Ainda que os implantes cerebrais dedicados à facilitação cognitiva sejam uma mera jogada de marketing, a criação de uma clientela disposta a experimentá-los é de interesse não só para o capitalismo de vigilância, mas também para boa parte da comunidade científica da neurociência e disciplinas afins. É que os cientistas que trabalham nas empresas desenvolvedoras do produto acreditam de fato na possibilidade de máquinas leitoras de mentes e estão mobilizados – e financiados – para montar gigantescas bases de dados de imageamento cerebral, de óbvio interesse para todo o campo.

Trata-se de jovens de uma geração já formada por professores cujo pensamento crítico foi constrangido e obscurecido pela crescente penetração do mercado na academia nas últimas décadas. Como demonstrei em outro texto,[vii] o cientificismo da burocracia de avaliação acadêmica contamina a própria produção científica. Assim, a noção de cientificidade desprende-se dos seus alicerces históricos para se restringir ao uso de métodos de alta tecnologia. Daí decorre que uma pesquisa é tanto mais científica quanto maiores são a sua base de dados e o seu arsenal de recursos computacionais.
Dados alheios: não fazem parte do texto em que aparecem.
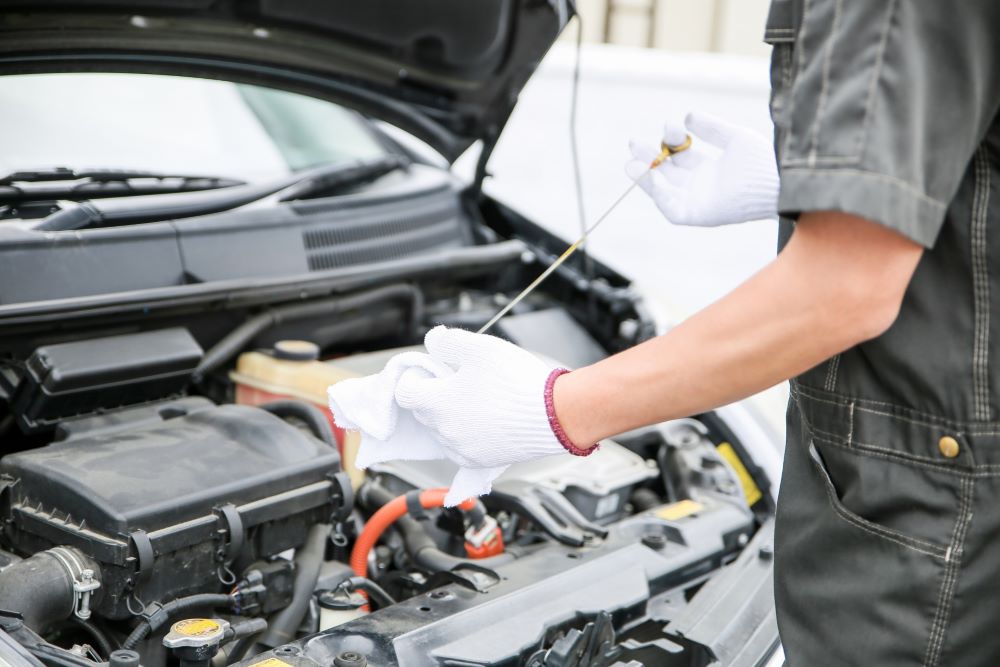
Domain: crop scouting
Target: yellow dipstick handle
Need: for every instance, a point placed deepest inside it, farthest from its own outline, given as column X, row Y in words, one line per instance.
column 666, row 151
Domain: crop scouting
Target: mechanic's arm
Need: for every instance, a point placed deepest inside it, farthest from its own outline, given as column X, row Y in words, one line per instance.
column 839, row 281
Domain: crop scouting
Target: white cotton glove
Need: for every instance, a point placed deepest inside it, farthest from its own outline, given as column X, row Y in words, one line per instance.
column 476, row 400
column 727, row 176
column 491, row 411
column 389, row 432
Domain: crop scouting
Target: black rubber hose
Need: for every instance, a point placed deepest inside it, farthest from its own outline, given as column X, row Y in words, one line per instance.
column 419, row 545
column 376, row 592
column 307, row 413
column 308, row 560
column 40, row 587
column 242, row 335
column 157, row 616
column 240, row 648
column 101, row 639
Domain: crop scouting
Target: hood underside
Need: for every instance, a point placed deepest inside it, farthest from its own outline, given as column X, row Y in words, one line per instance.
column 447, row 71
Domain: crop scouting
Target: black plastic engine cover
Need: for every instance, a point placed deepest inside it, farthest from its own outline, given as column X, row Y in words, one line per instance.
column 169, row 500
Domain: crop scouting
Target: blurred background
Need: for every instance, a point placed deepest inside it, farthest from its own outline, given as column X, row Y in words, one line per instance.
column 642, row 62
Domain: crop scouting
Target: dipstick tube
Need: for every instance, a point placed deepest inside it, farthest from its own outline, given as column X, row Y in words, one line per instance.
column 666, row 151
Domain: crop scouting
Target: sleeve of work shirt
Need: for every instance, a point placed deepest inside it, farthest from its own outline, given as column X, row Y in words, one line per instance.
column 888, row 104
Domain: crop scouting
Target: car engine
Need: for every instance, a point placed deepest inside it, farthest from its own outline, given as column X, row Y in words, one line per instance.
column 165, row 501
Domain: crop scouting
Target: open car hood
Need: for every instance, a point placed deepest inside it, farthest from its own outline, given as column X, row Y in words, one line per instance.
column 447, row 71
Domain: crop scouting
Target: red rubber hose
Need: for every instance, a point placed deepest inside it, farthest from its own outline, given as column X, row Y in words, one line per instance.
column 386, row 516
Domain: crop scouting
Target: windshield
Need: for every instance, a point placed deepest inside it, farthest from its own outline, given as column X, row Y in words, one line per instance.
column 173, row 124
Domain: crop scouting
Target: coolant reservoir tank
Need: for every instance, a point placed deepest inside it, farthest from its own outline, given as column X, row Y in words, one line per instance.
column 292, row 370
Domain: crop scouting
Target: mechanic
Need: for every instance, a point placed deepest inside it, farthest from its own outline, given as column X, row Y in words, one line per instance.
column 881, row 304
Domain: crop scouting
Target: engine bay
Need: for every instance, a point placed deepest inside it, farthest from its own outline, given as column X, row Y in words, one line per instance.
column 170, row 497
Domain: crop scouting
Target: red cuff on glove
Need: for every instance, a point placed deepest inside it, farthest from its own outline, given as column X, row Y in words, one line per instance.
column 557, row 429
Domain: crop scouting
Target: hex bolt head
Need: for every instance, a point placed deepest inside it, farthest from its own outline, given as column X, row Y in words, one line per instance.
column 350, row 659
column 655, row 541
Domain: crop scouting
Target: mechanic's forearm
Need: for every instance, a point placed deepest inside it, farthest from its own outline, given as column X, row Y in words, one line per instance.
column 827, row 291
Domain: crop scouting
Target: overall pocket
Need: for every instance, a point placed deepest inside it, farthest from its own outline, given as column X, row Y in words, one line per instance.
column 896, row 500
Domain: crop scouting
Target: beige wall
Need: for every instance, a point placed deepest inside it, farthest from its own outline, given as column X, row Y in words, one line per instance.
column 728, row 26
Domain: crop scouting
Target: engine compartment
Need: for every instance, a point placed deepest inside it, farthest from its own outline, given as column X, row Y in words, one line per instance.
column 180, row 491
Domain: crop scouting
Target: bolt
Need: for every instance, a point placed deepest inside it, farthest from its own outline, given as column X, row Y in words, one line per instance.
column 655, row 541
column 350, row 659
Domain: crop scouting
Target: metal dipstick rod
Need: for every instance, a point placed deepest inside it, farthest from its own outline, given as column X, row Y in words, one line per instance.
column 666, row 151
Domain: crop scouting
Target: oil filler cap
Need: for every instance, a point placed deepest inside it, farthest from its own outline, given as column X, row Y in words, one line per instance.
column 196, row 633
column 296, row 350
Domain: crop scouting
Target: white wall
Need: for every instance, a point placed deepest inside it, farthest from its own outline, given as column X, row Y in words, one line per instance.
column 627, row 93
column 723, row 26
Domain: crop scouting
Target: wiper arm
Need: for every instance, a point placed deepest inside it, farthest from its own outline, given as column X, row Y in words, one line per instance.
column 57, row 183
column 67, row 174
column 125, row 211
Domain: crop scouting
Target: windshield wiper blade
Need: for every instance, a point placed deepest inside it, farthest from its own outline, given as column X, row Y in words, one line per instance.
column 97, row 175
column 126, row 211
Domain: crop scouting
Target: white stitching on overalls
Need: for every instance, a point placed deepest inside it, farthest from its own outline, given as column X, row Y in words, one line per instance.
column 953, row 563
column 824, row 83
column 980, row 288
column 907, row 541
column 799, row 52
column 831, row 373
column 876, row 75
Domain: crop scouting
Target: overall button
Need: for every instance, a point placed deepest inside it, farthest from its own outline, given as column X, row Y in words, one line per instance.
column 948, row 447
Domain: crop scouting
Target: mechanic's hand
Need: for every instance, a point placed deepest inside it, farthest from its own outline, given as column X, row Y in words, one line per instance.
column 728, row 175
column 491, row 411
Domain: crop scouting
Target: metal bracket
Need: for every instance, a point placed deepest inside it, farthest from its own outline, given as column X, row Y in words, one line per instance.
column 84, row 583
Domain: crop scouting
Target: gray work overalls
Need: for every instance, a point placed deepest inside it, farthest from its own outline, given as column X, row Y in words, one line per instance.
column 888, row 528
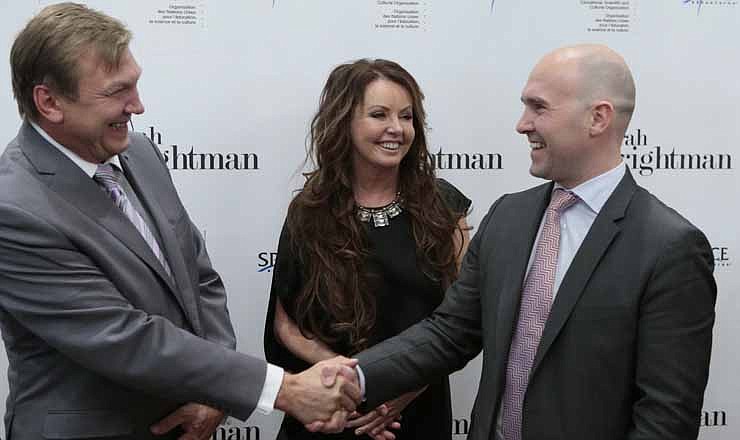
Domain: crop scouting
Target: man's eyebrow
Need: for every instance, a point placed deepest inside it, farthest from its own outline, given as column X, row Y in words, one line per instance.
column 532, row 100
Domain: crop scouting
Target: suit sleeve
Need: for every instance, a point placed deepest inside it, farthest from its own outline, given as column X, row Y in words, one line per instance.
column 214, row 315
column 61, row 296
column 674, row 341
column 438, row 345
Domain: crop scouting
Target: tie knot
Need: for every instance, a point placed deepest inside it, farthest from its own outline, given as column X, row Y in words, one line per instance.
column 562, row 200
column 106, row 175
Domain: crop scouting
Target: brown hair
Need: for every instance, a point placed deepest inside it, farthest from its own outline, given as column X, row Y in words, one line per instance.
column 336, row 303
column 47, row 49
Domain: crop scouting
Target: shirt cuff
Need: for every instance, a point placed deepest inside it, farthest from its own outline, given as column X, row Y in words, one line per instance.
column 361, row 378
column 273, row 381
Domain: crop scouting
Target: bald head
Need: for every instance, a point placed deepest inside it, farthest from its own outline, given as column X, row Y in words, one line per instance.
column 600, row 73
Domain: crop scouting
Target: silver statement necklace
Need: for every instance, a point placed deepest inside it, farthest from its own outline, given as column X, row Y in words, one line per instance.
column 381, row 216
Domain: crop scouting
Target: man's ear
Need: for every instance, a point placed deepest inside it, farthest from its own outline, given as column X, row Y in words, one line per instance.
column 48, row 104
column 602, row 117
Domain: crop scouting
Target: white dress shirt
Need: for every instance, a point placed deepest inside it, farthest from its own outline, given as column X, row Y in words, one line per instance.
column 575, row 223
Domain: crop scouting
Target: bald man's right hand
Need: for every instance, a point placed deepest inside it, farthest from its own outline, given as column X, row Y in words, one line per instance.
column 322, row 397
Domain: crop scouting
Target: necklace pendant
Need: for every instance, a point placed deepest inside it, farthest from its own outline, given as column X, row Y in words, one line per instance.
column 380, row 218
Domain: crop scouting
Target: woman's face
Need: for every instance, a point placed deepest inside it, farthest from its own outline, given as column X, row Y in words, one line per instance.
column 382, row 127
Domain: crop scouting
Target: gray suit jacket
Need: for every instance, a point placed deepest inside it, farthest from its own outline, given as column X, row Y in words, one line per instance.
column 625, row 351
column 101, row 342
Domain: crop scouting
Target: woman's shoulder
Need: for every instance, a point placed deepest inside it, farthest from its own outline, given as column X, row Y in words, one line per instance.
column 453, row 197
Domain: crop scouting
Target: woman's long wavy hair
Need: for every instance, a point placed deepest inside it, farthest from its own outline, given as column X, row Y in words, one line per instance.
column 337, row 303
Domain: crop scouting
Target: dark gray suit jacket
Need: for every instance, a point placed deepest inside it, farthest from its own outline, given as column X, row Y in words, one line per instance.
column 625, row 351
column 101, row 342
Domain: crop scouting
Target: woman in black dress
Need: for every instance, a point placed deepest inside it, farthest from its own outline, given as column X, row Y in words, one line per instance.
column 369, row 244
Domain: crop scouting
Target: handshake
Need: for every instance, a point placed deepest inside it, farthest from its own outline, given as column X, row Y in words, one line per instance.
column 324, row 398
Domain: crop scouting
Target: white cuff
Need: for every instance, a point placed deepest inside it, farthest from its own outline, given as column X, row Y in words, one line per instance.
column 273, row 380
column 361, row 378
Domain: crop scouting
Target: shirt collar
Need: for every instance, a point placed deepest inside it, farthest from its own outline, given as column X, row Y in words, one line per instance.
column 88, row 167
column 595, row 191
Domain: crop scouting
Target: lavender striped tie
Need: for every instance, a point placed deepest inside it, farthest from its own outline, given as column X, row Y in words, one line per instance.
column 108, row 177
column 536, row 302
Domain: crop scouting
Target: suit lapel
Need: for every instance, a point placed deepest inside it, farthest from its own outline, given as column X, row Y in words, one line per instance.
column 136, row 168
column 603, row 231
column 520, row 245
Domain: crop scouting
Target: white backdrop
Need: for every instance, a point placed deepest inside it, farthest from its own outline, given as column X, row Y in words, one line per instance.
column 241, row 79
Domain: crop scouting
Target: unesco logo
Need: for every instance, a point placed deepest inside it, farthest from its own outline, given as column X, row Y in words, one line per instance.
column 721, row 256
column 266, row 261
column 699, row 4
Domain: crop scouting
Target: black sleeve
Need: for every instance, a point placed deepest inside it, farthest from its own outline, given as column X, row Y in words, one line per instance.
column 453, row 198
column 286, row 284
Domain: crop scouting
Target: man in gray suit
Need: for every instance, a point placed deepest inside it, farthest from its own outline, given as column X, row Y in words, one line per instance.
column 593, row 302
column 111, row 313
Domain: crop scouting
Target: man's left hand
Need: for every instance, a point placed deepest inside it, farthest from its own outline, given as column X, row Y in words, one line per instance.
column 198, row 421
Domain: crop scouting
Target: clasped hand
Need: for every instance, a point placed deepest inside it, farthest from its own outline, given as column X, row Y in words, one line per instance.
column 323, row 396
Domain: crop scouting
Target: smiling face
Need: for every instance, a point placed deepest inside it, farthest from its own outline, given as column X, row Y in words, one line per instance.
column 382, row 128
column 556, row 123
column 95, row 124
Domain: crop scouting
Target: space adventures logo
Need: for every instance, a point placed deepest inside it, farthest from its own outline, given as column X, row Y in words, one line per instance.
column 699, row 5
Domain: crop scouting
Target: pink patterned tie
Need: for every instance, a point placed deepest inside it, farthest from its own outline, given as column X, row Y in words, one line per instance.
column 536, row 302
column 108, row 177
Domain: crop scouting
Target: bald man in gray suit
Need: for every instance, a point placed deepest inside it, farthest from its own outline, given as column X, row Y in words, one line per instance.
column 592, row 301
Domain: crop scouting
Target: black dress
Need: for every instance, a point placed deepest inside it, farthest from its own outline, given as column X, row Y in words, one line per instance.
column 404, row 296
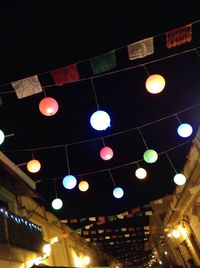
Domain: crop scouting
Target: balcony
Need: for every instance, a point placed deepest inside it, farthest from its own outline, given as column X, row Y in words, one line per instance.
column 20, row 239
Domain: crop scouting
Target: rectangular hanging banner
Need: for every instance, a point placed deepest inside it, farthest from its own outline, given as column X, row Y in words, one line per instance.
column 65, row 75
column 141, row 49
column 179, row 36
column 103, row 62
column 27, row 87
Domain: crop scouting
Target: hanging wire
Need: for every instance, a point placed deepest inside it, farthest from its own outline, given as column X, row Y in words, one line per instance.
column 112, row 177
column 55, row 188
column 66, row 151
column 103, row 141
column 178, row 118
column 119, row 166
column 106, row 136
column 170, row 162
column 143, row 138
column 95, row 95
column 146, row 70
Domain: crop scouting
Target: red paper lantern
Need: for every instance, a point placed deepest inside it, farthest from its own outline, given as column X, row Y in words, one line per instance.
column 106, row 153
column 48, row 106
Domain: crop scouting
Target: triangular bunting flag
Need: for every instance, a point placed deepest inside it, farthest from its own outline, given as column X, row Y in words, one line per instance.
column 65, row 75
column 27, row 87
column 103, row 62
column 179, row 36
column 141, row 49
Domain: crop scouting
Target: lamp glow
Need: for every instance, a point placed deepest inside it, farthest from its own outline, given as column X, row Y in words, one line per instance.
column 106, row 153
column 155, row 83
column 118, row 192
column 2, row 137
column 33, row 166
column 57, row 203
column 48, row 106
column 179, row 179
column 100, row 120
column 140, row 173
column 83, row 186
column 69, row 182
column 176, row 233
column 150, row 156
column 184, row 130
column 46, row 249
column 86, row 260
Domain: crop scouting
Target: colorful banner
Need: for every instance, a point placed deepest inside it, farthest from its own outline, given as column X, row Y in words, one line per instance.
column 179, row 36
column 27, row 87
column 141, row 49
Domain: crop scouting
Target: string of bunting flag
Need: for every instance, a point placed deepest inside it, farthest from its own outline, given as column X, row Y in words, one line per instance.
column 99, row 64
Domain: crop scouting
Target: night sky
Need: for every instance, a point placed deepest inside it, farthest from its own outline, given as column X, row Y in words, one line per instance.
column 37, row 38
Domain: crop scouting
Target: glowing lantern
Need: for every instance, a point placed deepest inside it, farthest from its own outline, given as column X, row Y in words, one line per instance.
column 106, row 153
column 33, row 166
column 48, row 106
column 57, row 203
column 140, row 173
column 86, row 260
column 100, row 120
column 69, row 182
column 150, row 156
column 155, row 83
column 184, row 130
column 176, row 233
column 179, row 179
column 118, row 192
column 83, row 186
column 46, row 249
column 2, row 137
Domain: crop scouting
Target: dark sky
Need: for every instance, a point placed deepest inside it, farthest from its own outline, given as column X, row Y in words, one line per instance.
column 38, row 37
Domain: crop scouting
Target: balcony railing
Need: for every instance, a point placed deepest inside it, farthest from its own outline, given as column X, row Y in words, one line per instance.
column 19, row 232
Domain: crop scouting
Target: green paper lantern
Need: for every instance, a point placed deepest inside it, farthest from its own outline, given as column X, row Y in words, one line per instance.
column 150, row 156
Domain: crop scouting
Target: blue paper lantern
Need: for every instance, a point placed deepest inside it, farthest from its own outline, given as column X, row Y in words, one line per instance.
column 69, row 182
column 100, row 120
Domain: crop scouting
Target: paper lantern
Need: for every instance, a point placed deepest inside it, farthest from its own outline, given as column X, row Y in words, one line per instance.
column 179, row 179
column 140, row 173
column 33, row 166
column 106, row 153
column 69, row 182
column 57, row 203
column 48, row 106
column 184, row 130
column 83, row 186
column 100, row 120
column 86, row 260
column 150, row 156
column 176, row 233
column 118, row 192
column 155, row 83
column 2, row 137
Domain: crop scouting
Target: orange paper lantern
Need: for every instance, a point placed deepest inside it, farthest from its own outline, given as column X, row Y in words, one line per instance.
column 155, row 83
column 48, row 106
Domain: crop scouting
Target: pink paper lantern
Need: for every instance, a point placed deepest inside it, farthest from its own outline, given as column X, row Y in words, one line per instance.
column 106, row 153
column 48, row 106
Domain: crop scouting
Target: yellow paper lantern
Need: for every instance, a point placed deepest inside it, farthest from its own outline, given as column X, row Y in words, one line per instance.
column 155, row 83
column 33, row 166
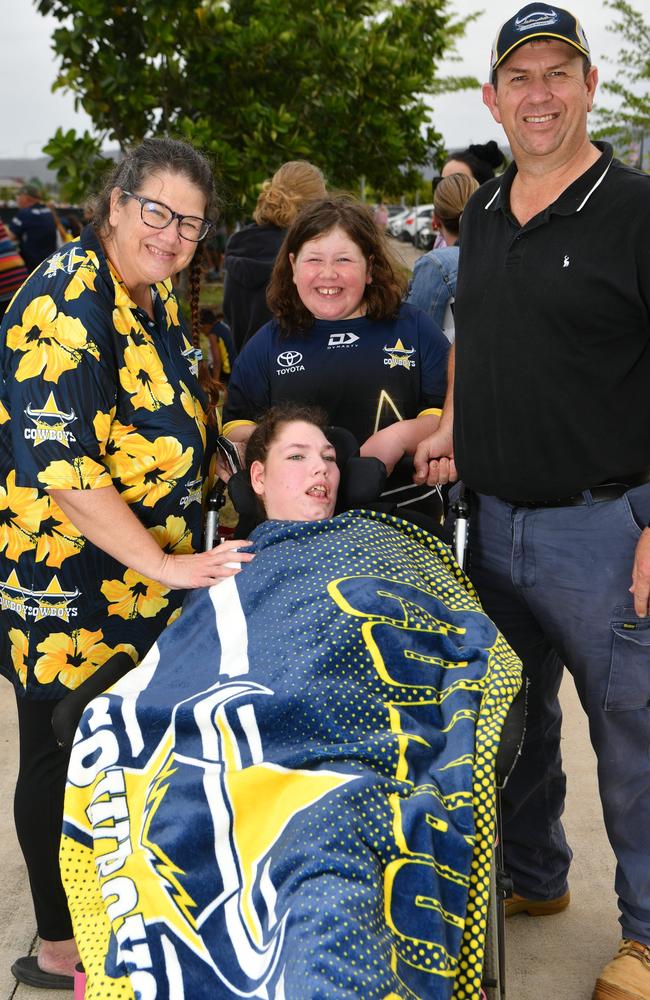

Em consequência, as empresas que coletam e comercializam big data assumem a “missão” de “servir” à comunidade científica – enquanto, na verdade, a tomam como refém. No caso do estudo da mente, esse cartel promoveu a entronização da neurociência como detentora da verdade última, em detrimento das demais disciplinas[viii] e até dos setores não alinhados da própria neurociência. Tal hierarquização baseia-se na crença, hoje largamente disseminada, de que as imagens obtidas por métodos de escaneamento cerebral, tais como a ressonância magnética e a tomografia por emissão de pósitrons, são representações diretas do pensamento.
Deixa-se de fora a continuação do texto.